Do you want an example? Here is a real dream of my own, one I gave in full to character Chris Stone in my novel The Birdcatcher. I hardly had to change a word from the account in my journal:

Towards morning I dreamt that I was floating through a black void. There was nothing there at all until I heard music that I thought was Mozart’s. In that direction I detected a far off sphere of light and moved towards it. When I finally hovered above it, I saw two fish inside. They were olive green, but each was outlined with incandescent silver. The incandescence was the source of the light. They swam in a circle inside the sphere, in time with Mozart, following each other’s tail in a playful dance.

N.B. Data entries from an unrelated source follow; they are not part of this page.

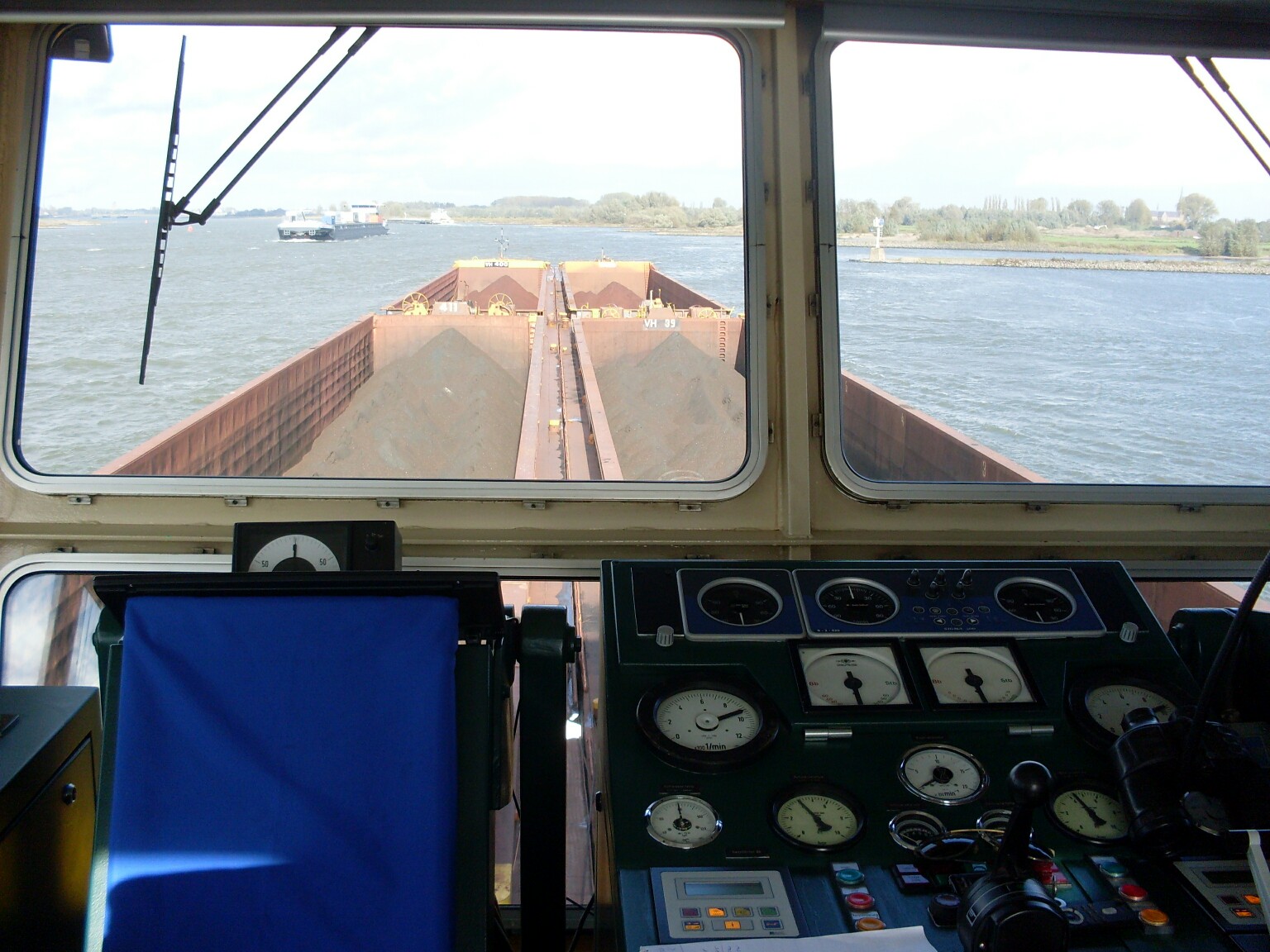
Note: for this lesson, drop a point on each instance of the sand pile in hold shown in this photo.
(613, 296)
(445, 412)
(676, 414)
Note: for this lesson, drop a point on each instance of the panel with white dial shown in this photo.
(976, 674)
(852, 677)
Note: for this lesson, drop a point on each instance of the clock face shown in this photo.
(295, 552)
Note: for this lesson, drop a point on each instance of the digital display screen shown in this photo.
(695, 888)
(1227, 878)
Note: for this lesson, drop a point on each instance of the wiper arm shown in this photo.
(170, 211)
(1226, 88)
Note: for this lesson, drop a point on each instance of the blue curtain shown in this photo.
(284, 774)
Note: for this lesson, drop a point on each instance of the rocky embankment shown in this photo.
(1199, 265)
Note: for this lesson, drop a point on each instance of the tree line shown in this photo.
(651, 210)
(1024, 220)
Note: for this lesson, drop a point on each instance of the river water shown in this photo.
(1083, 376)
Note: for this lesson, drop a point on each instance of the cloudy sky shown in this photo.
(470, 116)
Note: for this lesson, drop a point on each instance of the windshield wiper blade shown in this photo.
(1226, 88)
(170, 211)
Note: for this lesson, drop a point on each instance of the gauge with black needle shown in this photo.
(1089, 810)
(976, 682)
(817, 816)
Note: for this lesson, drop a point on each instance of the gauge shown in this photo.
(943, 774)
(912, 828)
(682, 821)
(742, 602)
(1035, 601)
(295, 554)
(1089, 810)
(708, 725)
(818, 816)
(1099, 702)
(857, 601)
(852, 677)
(976, 675)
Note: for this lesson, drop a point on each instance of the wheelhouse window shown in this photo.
(478, 255)
(1049, 267)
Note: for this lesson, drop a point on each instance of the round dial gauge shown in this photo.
(742, 602)
(943, 774)
(1089, 810)
(682, 821)
(706, 725)
(818, 816)
(850, 678)
(912, 828)
(974, 675)
(1035, 601)
(295, 554)
(1108, 703)
(857, 601)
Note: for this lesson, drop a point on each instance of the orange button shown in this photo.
(1153, 916)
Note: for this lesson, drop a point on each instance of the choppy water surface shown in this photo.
(1082, 376)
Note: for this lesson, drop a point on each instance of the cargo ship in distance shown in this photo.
(523, 369)
(358, 221)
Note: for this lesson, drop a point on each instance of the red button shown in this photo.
(860, 902)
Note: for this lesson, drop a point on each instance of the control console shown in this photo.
(814, 748)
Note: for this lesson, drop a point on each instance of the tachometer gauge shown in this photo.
(1035, 601)
(1089, 810)
(1099, 703)
(912, 828)
(852, 677)
(985, 674)
(938, 774)
(706, 725)
(742, 602)
(682, 821)
(818, 816)
(857, 601)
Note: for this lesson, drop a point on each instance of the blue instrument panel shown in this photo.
(761, 604)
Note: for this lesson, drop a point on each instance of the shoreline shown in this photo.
(1194, 265)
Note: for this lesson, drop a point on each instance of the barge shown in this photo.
(358, 221)
(519, 369)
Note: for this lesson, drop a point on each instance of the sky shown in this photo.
(470, 116)
(955, 125)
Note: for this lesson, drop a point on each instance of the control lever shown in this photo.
(1009, 911)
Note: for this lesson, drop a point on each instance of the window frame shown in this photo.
(940, 27)
(710, 19)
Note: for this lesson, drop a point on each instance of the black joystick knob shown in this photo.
(1009, 911)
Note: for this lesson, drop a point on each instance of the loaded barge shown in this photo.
(518, 369)
(358, 221)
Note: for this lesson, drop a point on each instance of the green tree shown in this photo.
(1109, 212)
(1137, 215)
(1196, 210)
(1246, 240)
(1078, 212)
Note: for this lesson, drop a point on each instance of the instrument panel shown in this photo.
(824, 721)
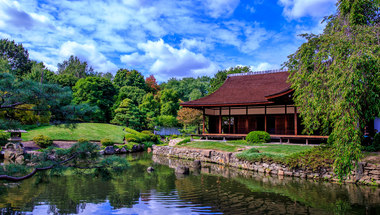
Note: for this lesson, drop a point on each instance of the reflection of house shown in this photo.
(248, 102)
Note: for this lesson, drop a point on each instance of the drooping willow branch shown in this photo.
(12, 178)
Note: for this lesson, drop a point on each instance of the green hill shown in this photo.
(90, 131)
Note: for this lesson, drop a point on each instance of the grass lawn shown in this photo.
(90, 131)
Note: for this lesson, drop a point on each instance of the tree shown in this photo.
(150, 107)
(221, 76)
(95, 91)
(190, 116)
(336, 78)
(152, 85)
(40, 74)
(27, 95)
(127, 114)
(124, 77)
(17, 57)
(169, 101)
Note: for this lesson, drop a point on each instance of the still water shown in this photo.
(213, 189)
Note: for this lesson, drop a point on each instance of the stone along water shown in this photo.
(213, 189)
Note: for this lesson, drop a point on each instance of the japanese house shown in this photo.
(248, 102)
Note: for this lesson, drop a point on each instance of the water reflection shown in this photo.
(212, 189)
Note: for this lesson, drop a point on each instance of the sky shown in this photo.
(166, 38)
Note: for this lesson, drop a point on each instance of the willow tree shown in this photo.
(336, 78)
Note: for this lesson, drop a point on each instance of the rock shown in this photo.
(109, 150)
(197, 164)
(182, 170)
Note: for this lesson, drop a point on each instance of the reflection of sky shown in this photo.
(157, 203)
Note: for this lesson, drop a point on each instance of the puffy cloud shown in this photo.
(164, 61)
(219, 8)
(89, 53)
(301, 8)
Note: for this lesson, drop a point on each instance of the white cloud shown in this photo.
(89, 53)
(300, 8)
(164, 61)
(221, 8)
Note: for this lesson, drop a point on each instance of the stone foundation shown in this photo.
(366, 173)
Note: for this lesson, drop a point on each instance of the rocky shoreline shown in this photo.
(365, 173)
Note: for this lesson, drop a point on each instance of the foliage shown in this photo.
(167, 121)
(127, 114)
(133, 78)
(375, 146)
(152, 85)
(41, 74)
(40, 98)
(150, 107)
(336, 78)
(17, 57)
(317, 158)
(43, 141)
(95, 91)
(89, 131)
(3, 138)
(186, 140)
(106, 142)
(258, 137)
(221, 76)
(75, 67)
(133, 93)
(189, 116)
(188, 88)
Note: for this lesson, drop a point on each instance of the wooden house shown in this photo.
(248, 102)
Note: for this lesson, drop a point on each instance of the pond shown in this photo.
(213, 189)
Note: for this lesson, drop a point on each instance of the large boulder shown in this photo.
(109, 150)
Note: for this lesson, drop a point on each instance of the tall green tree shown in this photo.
(221, 76)
(125, 77)
(17, 57)
(127, 114)
(169, 100)
(336, 77)
(95, 91)
(76, 67)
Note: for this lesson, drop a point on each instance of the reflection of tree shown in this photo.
(69, 194)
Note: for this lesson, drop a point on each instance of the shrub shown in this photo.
(82, 140)
(258, 137)
(375, 146)
(3, 138)
(186, 140)
(106, 142)
(43, 141)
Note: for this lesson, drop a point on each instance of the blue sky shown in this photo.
(166, 38)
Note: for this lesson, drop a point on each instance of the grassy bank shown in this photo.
(90, 131)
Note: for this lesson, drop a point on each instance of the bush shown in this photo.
(106, 142)
(43, 141)
(82, 140)
(375, 146)
(186, 140)
(3, 138)
(258, 137)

As I watched them, something told me that the light coming from them was their love for one another, and I wished they could go on forever.

When I woke from that dream, it seemed to stand alone. There may have been a preceding dream, or scene, but I had no memory of one. It was one of the most satisfying dreams I have ever had.  It fit perfectly into Stone’s story.

For the record, all four of the dreams Chris Stone has in The Birdcatcher, each crucial to the story, are real dreams that I gave him.

But what do the fish mean, you may want to ask. Jung’s answer is that you are better off not asking that question – not trying to put the meaning into words. Let the image, the dream, speak directly to you.

That, in my experience, is how dreams work best.